Re: [RFC PATCH] xfs: support shrinking unused space in the last AG

Gao Xiang <hsiangkao@xxxxxxxxxx> · Wed, 21 Oct 2020 22:22:30 +0800

On Wed, Oct 21, 2020 at 09:21:08PM +0800, Gao Xiang wrote:
> On Wed, Oct 21, 2020 at 05:55:19AM -0400, Brian Foster wrote:
...
> > > > > > 
> > > > > > Interesting... this seems fundamentally sane when narrowing the scope
> > > > > > down to tail AG shrinking. Does xfs_repair flag any issues in the simple
> > > > > > tail AG shrink case?
> > > > > 
> > > > > Yeah, I ran xfs_repair together as well, For smaller sizes, it seems
> > > > > all fine, but I did observe some failure when much larger values
> > > > > passed in, so as a formal patch, it really needs to be solved later.
> > > > > 
> > > > 
> > > > I'm curious to see what xfs_repair complained about if you have a record
> > > > of it. That might call out some other things we could be overlooking.
> > > 
> > > Sorry for somewhat slow progress...
> > > 
> > > it could show random "SB summary counter sanity check failed" runtime message
> > > when the shrink size is large (much close to ag start).
> > > 
> > 
> > Ok. That error looks associated with a few different checks:
> > 
> >         if (XFS_BUF_ADDR(bp) == XFS_SB_DADDR && !sbp->sb_inprogress &&
> >             (sbp->sb_fdblocks > sbp->sb_dblocks ||
> >              !xfs_verify_icount(mp, sbp->sb_icount) ||
> >              sbp->sb_ifree > sbp->sb_icount)) {
> >                 xfs_warn(mp, "SB summary counter sanity check failed");
> >                 return -EFSCORRUPTED;
> >         }
> > 
> > Though I think the inode counters should be a subset of allocated space
> > (i.e. inode chunks) so are unlikely to be impacted by a removal of free
> > space.

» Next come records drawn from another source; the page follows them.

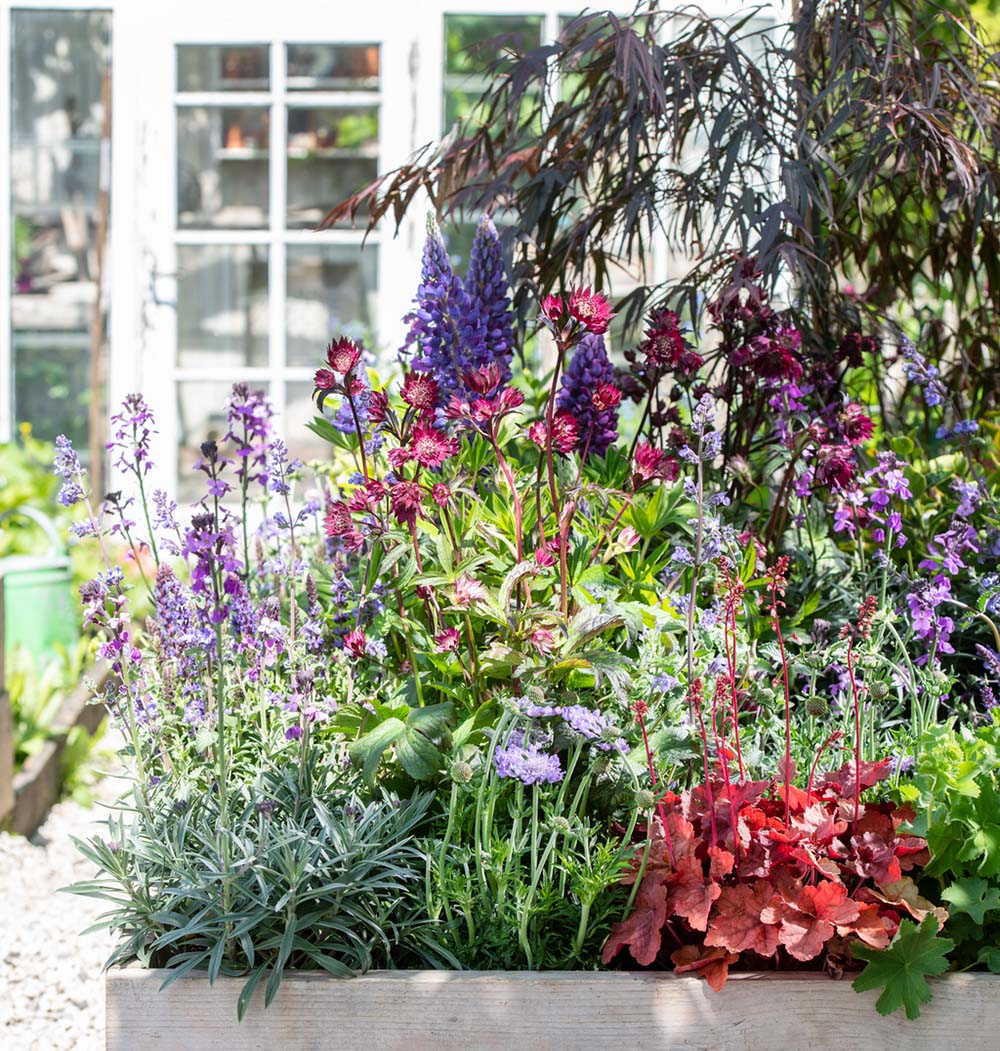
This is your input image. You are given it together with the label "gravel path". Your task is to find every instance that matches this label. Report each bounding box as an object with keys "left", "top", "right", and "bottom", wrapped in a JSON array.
[{"left": 0, "top": 779, "right": 121, "bottom": 1051}]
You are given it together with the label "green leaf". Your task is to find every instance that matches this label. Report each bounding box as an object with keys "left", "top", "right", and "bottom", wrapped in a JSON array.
[
  {"left": 941, "top": 877, "right": 1000, "bottom": 924},
  {"left": 349, "top": 717, "right": 406, "bottom": 781},
  {"left": 852, "top": 916, "right": 955, "bottom": 1021}
]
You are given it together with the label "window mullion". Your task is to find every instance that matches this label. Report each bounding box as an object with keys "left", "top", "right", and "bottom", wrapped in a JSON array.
[{"left": 268, "top": 39, "right": 288, "bottom": 426}]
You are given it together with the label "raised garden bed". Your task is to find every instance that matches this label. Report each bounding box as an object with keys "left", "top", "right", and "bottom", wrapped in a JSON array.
[{"left": 107, "top": 968, "right": 1000, "bottom": 1051}]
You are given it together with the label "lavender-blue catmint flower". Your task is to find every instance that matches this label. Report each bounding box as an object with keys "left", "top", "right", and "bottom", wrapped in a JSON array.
[
  {"left": 556, "top": 332, "right": 618, "bottom": 456},
  {"left": 899, "top": 336, "right": 947, "bottom": 408},
  {"left": 53, "top": 434, "right": 85, "bottom": 508}
]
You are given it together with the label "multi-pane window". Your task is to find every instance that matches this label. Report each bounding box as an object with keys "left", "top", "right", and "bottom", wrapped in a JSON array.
[{"left": 175, "top": 41, "right": 382, "bottom": 497}]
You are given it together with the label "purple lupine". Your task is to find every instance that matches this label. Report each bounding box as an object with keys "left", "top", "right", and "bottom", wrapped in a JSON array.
[
  {"left": 493, "top": 729, "right": 563, "bottom": 785},
  {"left": 555, "top": 332, "right": 618, "bottom": 456},
  {"left": 53, "top": 434, "right": 85, "bottom": 508},
  {"left": 465, "top": 215, "right": 514, "bottom": 384},
  {"left": 400, "top": 218, "right": 492, "bottom": 406}
]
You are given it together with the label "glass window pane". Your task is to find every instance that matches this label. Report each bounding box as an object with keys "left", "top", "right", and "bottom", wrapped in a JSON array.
[
  {"left": 286, "top": 245, "right": 379, "bottom": 366},
  {"left": 177, "top": 377, "right": 269, "bottom": 503},
  {"left": 286, "top": 44, "right": 380, "bottom": 91},
  {"left": 177, "top": 245, "right": 268, "bottom": 368},
  {"left": 287, "top": 106, "right": 379, "bottom": 227},
  {"left": 9, "top": 9, "right": 111, "bottom": 456},
  {"left": 284, "top": 380, "right": 332, "bottom": 461},
  {"left": 177, "top": 44, "right": 270, "bottom": 91},
  {"left": 12, "top": 329, "right": 90, "bottom": 445},
  {"left": 177, "top": 106, "right": 268, "bottom": 229}
]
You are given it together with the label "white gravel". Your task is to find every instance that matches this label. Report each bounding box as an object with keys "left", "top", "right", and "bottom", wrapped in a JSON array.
[{"left": 0, "top": 778, "right": 122, "bottom": 1051}]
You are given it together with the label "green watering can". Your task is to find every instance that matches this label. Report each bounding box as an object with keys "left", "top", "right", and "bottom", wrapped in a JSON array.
[{"left": 0, "top": 507, "right": 80, "bottom": 667}]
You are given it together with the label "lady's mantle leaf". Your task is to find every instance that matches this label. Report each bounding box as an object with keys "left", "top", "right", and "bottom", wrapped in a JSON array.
[
  {"left": 941, "top": 877, "right": 1000, "bottom": 925},
  {"left": 852, "top": 916, "right": 955, "bottom": 1021}
]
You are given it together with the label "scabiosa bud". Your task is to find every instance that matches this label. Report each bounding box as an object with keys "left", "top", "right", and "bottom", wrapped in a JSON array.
[
  {"left": 569, "top": 288, "right": 614, "bottom": 335},
  {"left": 553, "top": 333, "right": 621, "bottom": 457},
  {"left": 448, "top": 759, "right": 472, "bottom": 785}
]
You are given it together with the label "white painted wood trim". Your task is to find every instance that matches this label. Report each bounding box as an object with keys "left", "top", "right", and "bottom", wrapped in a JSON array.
[{"left": 107, "top": 969, "right": 1000, "bottom": 1051}]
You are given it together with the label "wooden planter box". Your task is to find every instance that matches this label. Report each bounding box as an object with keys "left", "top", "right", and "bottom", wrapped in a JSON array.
[{"left": 107, "top": 968, "right": 1000, "bottom": 1051}]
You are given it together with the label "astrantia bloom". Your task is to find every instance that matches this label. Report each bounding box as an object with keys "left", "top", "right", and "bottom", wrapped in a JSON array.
[
  {"left": 324, "top": 500, "right": 354, "bottom": 536},
  {"left": 528, "top": 411, "right": 579, "bottom": 454},
  {"left": 400, "top": 372, "right": 437, "bottom": 413},
  {"left": 344, "top": 627, "right": 368, "bottom": 660},
  {"left": 633, "top": 441, "right": 679, "bottom": 488},
  {"left": 813, "top": 446, "right": 855, "bottom": 490},
  {"left": 493, "top": 729, "right": 563, "bottom": 785},
  {"left": 434, "top": 627, "right": 460, "bottom": 654},
  {"left": 409, "top": 424, "right": 458, "bottom": 468},
  {"left": 391, "top": 481, "right": 424, "bottom": 526},
  {"left": 751, "top": 327, "right": 802, "bottom": 380},
  {"left": 639, "top": 310, "right": 702, "bottom": 375},
  {"left": 553, "top": 333, "right": 621, "bottom": 456},
  {"left": 326, "top": 338, "right": 361, "bottom": 376},
  {"left": 569, "top": 288, "right": 614, "bottom": 335}
]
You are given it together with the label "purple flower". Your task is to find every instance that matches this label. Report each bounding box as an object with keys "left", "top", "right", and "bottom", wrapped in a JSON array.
[
  {"left": 400, "top": 218, "right": 492, "bottom": 407},
  {"left": 493, "top": 729, "right": 563, "bottom": 785},
  {"left": 106, "top": 394, "right": 157, "bottom": 478},
  {"left": 899, "top": 336, "right": 947, "bottom": 408},
  {"left": 465, "top": 215, "right": 514, "bottom": 385},
  {"left": 555, "top": 332, "right": 618, "bottom": 456},
  {"left": 53, "top": 434, "right": 84, "bottom": 508},
  {"left": 225, "top": 384, "right": 274, "bottom": 488}
]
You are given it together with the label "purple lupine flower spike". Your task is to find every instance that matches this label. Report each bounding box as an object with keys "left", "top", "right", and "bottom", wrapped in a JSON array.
[
  {"left": 400, "top": 218, "right": 492, "bottom": 406},
  {"left": 556, "top": 333, "right": 618, "bottom": 456},
  {"left": 465, "top": 215, "right": 514, "bottom": 384}
]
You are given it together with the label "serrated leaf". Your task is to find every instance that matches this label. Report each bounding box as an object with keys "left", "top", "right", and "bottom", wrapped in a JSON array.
[
  {"left": 851, "top": 916, "right": 955, "bottom": 1021},
  {"left": 941, "top": 877, "right": 1000, "bottom": 924}
]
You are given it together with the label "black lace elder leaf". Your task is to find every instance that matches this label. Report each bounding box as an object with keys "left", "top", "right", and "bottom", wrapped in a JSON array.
[{"left": 324, "top": 0, "right": 1000, "bottom": 412}]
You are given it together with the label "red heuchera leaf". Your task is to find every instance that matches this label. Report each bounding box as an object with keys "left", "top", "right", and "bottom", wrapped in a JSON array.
[
  {"left": 819, "top": 759, "right": 890, "bottom": 800},
  {"left": 857, "top": 875, "right": 947, "bottom": 927},
  {"left": 709, "top": 847, "right": 736, "bottom": 880},
  {"left": 600, "top": 872, "right": 667, "bottom": 967},
  {"left": 760, "top": 880, "right": 860, "bottom": 961},
  {"left": 667, "top": 857, "right": 722, "bottom": 930},
  {"left": 670, "top": 945, "right": 739, "bottom": 992},
  {"left": 851, "top": 832, "right": 903, "bottom": 883},
  {"left": 705, "top": 880, "right": 778, "bottom": 956},
  {"left": 851, "top": 904, "right": 899, "bottom": 949}
]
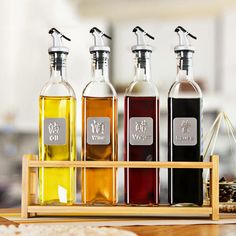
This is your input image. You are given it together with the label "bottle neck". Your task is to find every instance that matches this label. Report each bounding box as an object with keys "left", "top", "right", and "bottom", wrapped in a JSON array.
[
  {"left": 50, "top": 52, "right": 67, "bottom": 82},
  {"left": 134, "top": 50, "right": 151, "bottom": 81},
  {"left": 177, "top": 51, "right": 193, "bottom": 80},
  {"left": 92, "top": 51, "right": 109, "bottom": 82}
]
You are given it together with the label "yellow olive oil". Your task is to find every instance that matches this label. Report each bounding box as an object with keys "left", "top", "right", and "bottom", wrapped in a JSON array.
[{"left": 39, "top": 96, "right": 76, "bottom": 205}]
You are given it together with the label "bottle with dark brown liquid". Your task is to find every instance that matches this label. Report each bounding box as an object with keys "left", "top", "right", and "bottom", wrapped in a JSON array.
[
  {"left": 168, "top": 26, "right": 203, "bottom": 206},
  {"left": 81, "top": 27, "right": 117, "bottom": 205},
  {"left": 124, "top": 26, "right": 159, "bottom": 205}
]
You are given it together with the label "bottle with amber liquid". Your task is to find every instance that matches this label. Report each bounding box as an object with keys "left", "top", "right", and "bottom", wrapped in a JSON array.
[
  {"left": 124, "top": 26, "right": 159, "bottom": 205},
  {"left": 168, "top": 26, "right": 203, "bottom": 206},
  {"left": 81, "top": 27, "right": 117, "bottom": 205},
  {"left": 39, "top": 28, "right": 76, "bottom": 205}
]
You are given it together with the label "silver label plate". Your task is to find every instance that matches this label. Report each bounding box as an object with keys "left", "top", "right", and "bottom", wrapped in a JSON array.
[
  {"left": 173, "top": 117, "right": 197, "bottom": 146},
  {"left": 129, "top": 117, "right": 153, "bottom": 145},
  {"left": 44, "top": 118, "right": 66, "bottom": 145},
  {"left": 87, "top": 117, "right": 110, "bottom": 145}
]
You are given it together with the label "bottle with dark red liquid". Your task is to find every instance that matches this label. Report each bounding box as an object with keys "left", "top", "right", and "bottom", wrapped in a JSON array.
[
  {"left": 168, "top": 26, "right": 203, "bottom": 206},
  {"left": 124, "top": 26, "right": 159, "bottom": 205}
]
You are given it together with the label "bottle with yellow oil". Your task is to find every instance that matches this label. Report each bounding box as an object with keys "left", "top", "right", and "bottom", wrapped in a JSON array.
[
  {"left": 81, "top": 27, "right": 117, "bottom": 205},
  {"left": 39, "top": 28, "right": 76, "bottom": 205}
]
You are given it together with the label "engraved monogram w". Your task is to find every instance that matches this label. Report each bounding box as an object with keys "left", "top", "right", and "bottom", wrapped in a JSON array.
[
  {"left": 48, "top": 121, "right": 60, "bottom": 141},
  {"left": 91, "top": 120, "right": 105, "bottom": 134}
]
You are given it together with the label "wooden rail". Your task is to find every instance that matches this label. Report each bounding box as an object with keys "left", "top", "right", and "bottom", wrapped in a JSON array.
[{"left": 21, "top": 154, "right": 219, "bottom": 220}]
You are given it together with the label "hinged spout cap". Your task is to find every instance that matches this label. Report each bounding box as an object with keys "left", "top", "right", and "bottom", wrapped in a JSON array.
[
  {"left": 89, "top": 27, "right": 111, "bottom": 53},
  {"left": 174, "top": 26, "right": 197, "bottom": 52},
  {"left": 48, "top": 28, "right": 71, "bottom": 54},
  {"left": 131, "top": 26, "right": 154, "bottom": 52}
]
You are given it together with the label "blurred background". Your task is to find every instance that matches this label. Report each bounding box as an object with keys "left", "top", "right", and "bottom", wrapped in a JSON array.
[{"left": 0, "top": 0, "right": 236, "bottom": 207}]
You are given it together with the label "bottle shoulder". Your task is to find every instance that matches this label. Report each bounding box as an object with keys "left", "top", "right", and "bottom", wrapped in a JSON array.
[
  {"left": 168, "top": 79, "right": 202, "bottom": 98},
  {"left": 40, "top": 80, "right": 76, "bottom": 98},
  {"left": 125, "top": 80, "right": 159, "bottom": 97},
  {"left": 82, "top": 81, "right": 117, "bottom": 97}
]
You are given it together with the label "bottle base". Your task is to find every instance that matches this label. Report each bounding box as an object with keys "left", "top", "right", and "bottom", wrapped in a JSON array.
[{"left": 39, "top": 200, "right": 75, "bottom": 206}]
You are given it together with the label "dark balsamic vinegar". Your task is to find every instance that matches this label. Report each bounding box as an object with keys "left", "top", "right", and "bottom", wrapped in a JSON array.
[
  {"left": 124, "top": 96, "right": 159, "bottom": 204},
  {"left": 168, "top": 98, "right": 203, "bottom": 205}
]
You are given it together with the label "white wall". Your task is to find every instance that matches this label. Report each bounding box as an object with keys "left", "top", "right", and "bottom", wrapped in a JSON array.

Without looking into details, I'd guess it's most likely just an
> > accounting bug and it's easiest to dump the relevant values that land in
> > the superblock and work backwards from there. FWIW, the followon
> > shutdown, repair (dirty log) and log recovery behavior (write and read
> > verifier failures) are typical and to be expected on metadata
> > corruption. IOW, I suspect that if we address the write verifier
> > failure, the followon issues will likely be resolved as well.
> 
> After looking into a little bit, the exact failure condition is
> sbp->sb_fdblocks > sbp->sb_dblocks,
> 
> and it seems sbp->sb_fdblocks doesn't decrease as expected when the shrink
> size is large (in fact, it's still the number as the origin compared with
> correct small shrink size) I'm still looking into what's exactly happening.
>

Update: the following incremental patch can fix the issue, yet I'm not sure
if it's the correct way or not...

Thanks,
Gao Xiang

diff --git a/fs/xfs/xfs_fsops.c b/fs/xfs/xfs_fsops.c
index 80927d323939..0a395901bc3f 100644
--- a/fs/xfs/xfs_fsops.c
+++ b/fs/xfs/xfs_fsops.c
@@ -149,6 +149,14 @@ xfs_growfs_data_private(
                                 nb - mp->m_sb.sb_dblocks);
        if (id.nfree)
                xfs_trans_mod_sb(tp, XFS_TRANS_SB_FDBLOCKS, id.nfree);
+
+       /*
+        * update in-core counters (especially sb_fdblocks) now
+        * so xfs_validate_sb_write() can pass.
+        */
+       if (xfs_sb_version_haslazysbcount(&mp->m_sb))
+               xfs_log_sb(tp);
+
        xfs_trans_set_sync(tp);
        error = xfs_trans_commit(tp);
        if (error)